Kolumne Mensch Gladbach Ja, ist denn heut’ schon Karneval?

Mönchengladbach · In Gladbach soll für einen verkaufsoffenen Sonntag der 11.11. auf den 10.11. gelegt werden. Und in Rheydt machen städtische Ästhetikhüter dem Einzelhandel das Leben schwer. Närrisch!

Hoppediz Erwachen lockt am 11.11. Tausende Besucher - 2018 gab es zu diesem Anlass einen verkaufsoffenen Sonntag.

Hoppediz Erwachen lockt am 11.11. Tausende Besucher - 2018 gab es zu diesem Anlass einen verkaufsoffenen Sonntag.

Foto: Denise Brenneis

So schön Veränderung ist, auf manches muss einfach Verlass sein. Und im Rheinland ist das im Zweifel der Karneval: Start ist am 11.11., vorbei ist alles am Aschermittwoch. Dazwischen werden Rathäuser von Narren gestürmt, ziehen Züge durch die Städte, wird geschunkelt, gebützt, gesungen, getanzt. Mönchengladbach schert an einigen Stellen aus: Das Rathaus wird nicht Altweiber von den Möhnen gestürmt, sondern Rosenmontag von allen Narren. Manchmal bleibt das Rathausinnere dem Sturm der Jecken sogar ganz verschlossen. Dass hier der Zug erst am Veilchendienstag zieht, ist ja ein Markenzeichen. Aber der Anfang und das Ende des Karnevals blieben unangetastet. Bisher. Doch jetzt wird’s wirklich närrisch: Der 11.11. ist in Gefahr!

In der Bezirksvertretung Nord diskutierten die Politiker am Mittwoch über verkaufsoffenen Sonntage für dieses Jahr. Sonntags dürfen Geschäfte nur dann öffnen, wenn es parallel einen Anlass, also ein Ereignis gibt, das mehr Besucher zieht als das Einkaufsvergnügen. Manche Veranstaltungen eignen sich dafür besser, andere weniger. Der 11.11. mit Hoppediz Erwachen gehört zur ersten Kategorie. Und 2018 fiel kalenderbedingt der besucherstarke Karnevalsstart auf einen Sonntag. Günstig für den Einzelhandel in der Gladbacher Innenstadt. Damit auch ja nichts schiefgeht mit dem Einkaufssonntag, zogen die Karnevalisten sogar vom Kapuzinerplatz an die Hindenburgstraße.

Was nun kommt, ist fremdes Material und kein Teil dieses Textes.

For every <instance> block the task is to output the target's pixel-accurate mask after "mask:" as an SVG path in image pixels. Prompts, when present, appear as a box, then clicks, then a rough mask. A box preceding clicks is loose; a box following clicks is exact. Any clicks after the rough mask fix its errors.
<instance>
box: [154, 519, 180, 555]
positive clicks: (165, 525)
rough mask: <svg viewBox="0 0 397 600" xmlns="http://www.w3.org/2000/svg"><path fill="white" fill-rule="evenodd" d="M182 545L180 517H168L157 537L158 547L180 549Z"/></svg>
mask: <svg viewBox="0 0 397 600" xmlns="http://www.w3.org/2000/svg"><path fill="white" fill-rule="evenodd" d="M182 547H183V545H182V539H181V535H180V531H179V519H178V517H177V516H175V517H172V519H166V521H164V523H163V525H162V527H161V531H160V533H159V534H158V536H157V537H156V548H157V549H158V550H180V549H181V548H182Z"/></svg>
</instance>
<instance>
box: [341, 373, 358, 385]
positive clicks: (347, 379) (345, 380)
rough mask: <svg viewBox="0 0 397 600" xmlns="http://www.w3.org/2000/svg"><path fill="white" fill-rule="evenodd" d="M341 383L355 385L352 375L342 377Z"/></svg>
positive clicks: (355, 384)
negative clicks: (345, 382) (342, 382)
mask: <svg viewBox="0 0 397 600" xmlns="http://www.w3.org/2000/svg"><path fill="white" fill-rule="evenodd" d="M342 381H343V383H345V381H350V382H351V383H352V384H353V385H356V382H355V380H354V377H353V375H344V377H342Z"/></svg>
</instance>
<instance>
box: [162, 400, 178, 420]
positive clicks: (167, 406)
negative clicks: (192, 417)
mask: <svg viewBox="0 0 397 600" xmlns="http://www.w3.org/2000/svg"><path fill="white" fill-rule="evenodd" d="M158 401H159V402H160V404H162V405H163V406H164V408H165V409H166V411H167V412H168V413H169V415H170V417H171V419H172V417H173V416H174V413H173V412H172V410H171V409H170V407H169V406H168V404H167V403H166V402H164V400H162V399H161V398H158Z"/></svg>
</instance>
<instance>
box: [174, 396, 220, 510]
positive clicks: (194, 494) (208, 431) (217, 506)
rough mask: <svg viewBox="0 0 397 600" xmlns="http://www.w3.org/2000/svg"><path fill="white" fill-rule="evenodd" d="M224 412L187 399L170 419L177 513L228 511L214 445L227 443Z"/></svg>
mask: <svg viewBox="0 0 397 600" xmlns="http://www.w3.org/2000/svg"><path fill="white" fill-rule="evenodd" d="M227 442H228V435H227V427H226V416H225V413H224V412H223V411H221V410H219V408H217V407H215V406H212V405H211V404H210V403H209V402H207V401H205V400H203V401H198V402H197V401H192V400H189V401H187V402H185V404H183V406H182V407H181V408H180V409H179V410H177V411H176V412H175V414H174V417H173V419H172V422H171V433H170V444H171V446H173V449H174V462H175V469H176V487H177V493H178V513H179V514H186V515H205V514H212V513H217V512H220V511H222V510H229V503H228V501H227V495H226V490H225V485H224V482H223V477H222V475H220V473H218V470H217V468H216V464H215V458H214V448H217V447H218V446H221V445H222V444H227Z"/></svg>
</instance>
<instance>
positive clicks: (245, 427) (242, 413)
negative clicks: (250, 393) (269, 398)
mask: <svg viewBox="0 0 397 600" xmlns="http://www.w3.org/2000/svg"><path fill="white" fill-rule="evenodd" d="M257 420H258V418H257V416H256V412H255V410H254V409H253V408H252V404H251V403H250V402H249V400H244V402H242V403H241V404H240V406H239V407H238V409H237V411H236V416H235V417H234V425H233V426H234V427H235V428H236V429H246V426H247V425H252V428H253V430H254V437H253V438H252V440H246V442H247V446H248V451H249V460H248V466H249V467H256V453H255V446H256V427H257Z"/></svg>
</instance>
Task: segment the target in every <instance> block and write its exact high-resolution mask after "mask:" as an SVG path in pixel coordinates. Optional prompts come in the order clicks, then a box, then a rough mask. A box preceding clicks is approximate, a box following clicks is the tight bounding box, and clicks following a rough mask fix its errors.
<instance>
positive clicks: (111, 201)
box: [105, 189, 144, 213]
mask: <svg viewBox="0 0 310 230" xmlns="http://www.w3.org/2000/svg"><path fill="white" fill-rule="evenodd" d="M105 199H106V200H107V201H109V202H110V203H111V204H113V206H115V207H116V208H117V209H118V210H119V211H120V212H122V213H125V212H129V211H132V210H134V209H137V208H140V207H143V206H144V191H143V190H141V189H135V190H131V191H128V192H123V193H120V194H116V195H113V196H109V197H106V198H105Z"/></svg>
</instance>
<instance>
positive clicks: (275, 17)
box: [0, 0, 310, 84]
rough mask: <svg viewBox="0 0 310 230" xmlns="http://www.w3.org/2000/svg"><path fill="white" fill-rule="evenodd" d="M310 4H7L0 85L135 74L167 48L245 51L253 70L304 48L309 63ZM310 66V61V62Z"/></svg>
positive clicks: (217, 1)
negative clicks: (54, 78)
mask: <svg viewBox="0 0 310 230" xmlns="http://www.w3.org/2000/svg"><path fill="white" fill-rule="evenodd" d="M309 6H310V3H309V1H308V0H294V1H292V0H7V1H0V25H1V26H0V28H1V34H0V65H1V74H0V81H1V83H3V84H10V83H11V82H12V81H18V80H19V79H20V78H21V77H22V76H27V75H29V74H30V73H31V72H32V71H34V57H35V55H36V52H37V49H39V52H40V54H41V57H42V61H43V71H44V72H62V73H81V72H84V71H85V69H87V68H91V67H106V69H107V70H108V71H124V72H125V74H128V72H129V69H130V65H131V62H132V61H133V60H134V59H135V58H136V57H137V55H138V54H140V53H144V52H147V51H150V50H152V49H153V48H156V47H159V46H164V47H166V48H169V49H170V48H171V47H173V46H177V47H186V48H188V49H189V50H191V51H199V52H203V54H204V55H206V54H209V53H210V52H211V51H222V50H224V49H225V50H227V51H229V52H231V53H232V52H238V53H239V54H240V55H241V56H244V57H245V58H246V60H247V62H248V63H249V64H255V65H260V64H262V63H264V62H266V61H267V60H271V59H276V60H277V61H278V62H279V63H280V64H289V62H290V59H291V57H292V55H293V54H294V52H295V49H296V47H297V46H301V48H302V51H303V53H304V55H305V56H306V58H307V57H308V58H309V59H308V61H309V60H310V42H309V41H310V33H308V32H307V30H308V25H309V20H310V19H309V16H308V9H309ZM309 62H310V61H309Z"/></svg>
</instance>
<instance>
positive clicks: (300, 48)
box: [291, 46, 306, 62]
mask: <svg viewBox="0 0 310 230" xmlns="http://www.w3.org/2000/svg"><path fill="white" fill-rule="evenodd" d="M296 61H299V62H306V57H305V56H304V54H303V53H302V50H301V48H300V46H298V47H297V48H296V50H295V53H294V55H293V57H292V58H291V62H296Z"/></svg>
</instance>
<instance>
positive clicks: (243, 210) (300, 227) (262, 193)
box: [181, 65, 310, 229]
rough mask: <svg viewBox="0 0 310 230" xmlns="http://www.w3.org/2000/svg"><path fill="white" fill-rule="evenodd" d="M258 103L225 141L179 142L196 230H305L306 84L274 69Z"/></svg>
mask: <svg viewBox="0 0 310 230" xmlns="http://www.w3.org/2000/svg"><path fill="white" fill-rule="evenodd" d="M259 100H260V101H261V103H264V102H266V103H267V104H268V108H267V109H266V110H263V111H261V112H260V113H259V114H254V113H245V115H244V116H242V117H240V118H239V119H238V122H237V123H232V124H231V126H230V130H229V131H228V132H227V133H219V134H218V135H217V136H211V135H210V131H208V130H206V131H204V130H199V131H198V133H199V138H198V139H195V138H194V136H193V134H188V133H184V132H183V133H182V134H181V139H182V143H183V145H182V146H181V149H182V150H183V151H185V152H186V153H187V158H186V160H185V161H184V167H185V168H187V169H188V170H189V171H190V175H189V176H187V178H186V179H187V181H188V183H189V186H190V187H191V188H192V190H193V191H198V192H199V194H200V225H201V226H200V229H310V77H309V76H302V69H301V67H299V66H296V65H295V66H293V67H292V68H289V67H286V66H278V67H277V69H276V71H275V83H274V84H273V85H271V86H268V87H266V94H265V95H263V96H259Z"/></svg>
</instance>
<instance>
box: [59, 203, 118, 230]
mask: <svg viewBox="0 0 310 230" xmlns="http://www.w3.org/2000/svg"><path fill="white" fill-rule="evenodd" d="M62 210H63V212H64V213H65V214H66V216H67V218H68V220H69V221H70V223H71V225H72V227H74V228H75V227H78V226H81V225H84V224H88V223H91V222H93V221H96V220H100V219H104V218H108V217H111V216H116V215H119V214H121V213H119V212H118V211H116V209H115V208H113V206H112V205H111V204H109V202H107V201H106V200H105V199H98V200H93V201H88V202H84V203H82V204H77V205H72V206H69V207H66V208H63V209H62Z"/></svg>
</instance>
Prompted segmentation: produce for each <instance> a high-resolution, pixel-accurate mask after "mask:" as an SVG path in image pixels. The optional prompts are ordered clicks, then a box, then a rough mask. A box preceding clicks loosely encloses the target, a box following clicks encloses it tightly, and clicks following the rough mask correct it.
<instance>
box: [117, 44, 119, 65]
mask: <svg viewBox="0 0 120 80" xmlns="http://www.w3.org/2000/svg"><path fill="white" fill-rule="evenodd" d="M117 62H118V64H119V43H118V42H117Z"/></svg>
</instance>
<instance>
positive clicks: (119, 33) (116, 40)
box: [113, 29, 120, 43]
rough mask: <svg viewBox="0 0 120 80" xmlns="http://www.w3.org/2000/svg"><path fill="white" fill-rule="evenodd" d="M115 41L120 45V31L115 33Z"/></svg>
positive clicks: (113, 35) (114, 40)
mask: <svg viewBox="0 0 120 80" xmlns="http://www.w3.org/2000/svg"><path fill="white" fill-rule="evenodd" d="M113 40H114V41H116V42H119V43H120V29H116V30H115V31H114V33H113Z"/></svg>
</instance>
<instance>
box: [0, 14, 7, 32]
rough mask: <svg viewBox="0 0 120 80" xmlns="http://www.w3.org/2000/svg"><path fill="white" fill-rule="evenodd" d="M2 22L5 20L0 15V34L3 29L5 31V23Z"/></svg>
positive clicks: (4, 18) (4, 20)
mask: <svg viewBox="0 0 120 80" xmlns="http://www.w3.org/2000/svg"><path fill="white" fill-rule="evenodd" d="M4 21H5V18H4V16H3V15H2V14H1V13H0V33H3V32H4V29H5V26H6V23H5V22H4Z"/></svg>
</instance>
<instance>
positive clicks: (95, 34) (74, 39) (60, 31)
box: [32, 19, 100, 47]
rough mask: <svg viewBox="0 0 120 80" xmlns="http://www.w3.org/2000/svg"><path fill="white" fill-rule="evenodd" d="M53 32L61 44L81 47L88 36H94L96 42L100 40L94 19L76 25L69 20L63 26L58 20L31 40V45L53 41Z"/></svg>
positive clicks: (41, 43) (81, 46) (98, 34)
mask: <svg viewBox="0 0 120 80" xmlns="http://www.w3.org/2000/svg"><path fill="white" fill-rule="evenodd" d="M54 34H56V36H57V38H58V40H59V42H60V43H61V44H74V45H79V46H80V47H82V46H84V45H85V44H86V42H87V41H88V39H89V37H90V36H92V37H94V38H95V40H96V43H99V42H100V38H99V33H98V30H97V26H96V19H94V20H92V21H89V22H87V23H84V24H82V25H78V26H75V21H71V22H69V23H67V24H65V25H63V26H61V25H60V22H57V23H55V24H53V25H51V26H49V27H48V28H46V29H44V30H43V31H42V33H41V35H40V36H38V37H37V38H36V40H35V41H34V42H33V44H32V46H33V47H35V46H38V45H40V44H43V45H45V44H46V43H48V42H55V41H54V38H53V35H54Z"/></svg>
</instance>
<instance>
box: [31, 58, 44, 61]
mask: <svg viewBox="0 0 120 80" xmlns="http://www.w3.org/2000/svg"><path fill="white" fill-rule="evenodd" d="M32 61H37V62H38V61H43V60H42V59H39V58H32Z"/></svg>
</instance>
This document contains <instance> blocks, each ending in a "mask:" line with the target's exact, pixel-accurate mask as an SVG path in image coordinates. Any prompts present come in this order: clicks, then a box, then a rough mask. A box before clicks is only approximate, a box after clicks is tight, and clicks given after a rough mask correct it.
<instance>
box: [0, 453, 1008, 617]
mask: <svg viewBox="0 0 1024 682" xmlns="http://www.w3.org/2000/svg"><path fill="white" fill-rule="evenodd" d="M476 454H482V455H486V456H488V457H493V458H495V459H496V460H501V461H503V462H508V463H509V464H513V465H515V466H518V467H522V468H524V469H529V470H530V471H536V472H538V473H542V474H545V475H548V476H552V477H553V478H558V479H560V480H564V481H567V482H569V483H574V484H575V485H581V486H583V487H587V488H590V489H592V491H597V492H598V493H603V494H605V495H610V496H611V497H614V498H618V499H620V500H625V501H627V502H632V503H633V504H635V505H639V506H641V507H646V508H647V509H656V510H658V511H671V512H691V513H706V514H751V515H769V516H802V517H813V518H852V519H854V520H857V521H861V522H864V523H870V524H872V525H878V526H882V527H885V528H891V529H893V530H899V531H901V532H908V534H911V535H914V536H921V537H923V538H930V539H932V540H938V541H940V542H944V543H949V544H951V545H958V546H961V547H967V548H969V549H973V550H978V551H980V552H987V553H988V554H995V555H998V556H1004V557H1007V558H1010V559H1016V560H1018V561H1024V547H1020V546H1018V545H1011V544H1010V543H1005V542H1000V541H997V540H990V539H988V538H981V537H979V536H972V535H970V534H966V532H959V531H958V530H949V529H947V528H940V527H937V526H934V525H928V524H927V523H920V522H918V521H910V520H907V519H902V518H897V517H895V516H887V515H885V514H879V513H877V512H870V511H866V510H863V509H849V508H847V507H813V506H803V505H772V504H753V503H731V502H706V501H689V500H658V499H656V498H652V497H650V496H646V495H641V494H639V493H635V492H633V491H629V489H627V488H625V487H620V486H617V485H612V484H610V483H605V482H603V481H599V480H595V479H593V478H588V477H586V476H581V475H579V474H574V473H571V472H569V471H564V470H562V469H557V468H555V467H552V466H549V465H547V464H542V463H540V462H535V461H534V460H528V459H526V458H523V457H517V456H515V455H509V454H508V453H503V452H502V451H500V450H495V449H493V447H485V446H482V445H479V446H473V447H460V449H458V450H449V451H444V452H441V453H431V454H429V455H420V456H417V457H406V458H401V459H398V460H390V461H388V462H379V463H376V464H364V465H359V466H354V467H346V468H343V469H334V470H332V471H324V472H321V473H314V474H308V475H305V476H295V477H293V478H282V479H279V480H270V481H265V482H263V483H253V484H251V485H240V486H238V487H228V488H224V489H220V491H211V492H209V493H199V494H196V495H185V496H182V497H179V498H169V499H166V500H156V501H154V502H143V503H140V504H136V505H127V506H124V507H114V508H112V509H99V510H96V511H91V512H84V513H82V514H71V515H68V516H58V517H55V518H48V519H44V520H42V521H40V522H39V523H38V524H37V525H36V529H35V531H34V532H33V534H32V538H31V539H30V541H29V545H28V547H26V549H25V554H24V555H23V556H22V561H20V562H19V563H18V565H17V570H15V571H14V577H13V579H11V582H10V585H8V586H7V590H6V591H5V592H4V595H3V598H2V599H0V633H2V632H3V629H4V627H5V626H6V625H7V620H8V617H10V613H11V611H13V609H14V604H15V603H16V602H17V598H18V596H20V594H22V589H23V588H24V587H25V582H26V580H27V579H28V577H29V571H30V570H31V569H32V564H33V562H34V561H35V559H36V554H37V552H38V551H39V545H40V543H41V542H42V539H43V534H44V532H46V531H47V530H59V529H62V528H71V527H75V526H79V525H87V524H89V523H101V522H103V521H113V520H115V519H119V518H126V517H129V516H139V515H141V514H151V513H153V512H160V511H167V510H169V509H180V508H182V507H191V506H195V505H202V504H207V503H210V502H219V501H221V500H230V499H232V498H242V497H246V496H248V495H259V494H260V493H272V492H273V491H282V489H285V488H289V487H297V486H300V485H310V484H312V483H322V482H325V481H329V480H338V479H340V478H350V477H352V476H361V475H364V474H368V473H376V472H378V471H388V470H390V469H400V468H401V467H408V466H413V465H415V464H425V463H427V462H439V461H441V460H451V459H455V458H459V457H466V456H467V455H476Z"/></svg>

Ein Christdemokrat fragte nach, ob das auch dieses Jahr denkbar sei. Nun fällt der nächste 11. November absehbar auf einen Montag. Während wir uns gedanklich schon über den Antrag auf Montagsöffnung amüsierten, setzte der Vertreter der zuständigen städtischen Behörde noch eins drauf: „Wir überlegen, den 11.11. auf den 10.11. zu legen.“ Der Obernarr Hoppediz soll einfach früher geweckt werden. Hauptsache  Sonntag. Und 2020? Legen wir den 11.11. auf den 9.11., ein Jahr später auf den 8.11. – und so fort, bis der 11.11. endlich wieder ein Sonntag ist? Was schaltjahrbedingt übrigens erst 2029 der Fall sein wird. Bei allem Verständnis für die Nöte des Einzelhandels: Da hat wohl ein Jeck zu früh das Rathaus gestürmt.

Ebenso närrisch ist das, was in Rheydt vor sich geht. Dort kämpft die Innenstadt massiv mit Leerständen in den Ladenzeilen. Es gibt Programme, mit denen das Rathaus versucht, dagegen anzukämpfen. Gleichzeitig macht man den verbliebenen Geschäften das Leben schwer, weil Hüter irgendwann formulierter ästhetischer Standards unerbittlich auf die Satzung pochen. Wer den Namenszug seines Ladens an der falschen Stelle aufhängt oder gar bestehende Schilder mit dem eigenen Schriftzug überklebt, bekommt die volle Härte der Ordnungskräfte zu spüren. Ob es danach schöner aussieht? Egal. Es geht ums Prinzip.

Wie wäre es mal mit der berühmten rheinischen Lösung? Weder ins eine noch ins andere Extrem ausschlagen. Leben und leben lassen. Ein Auge zudrücken. Fünfe grade sein lassen. Nur den Auftakt zum Karneval verlegen – das geht im Rheinland nicht. Ein nicht allzu närrisches Wochenende!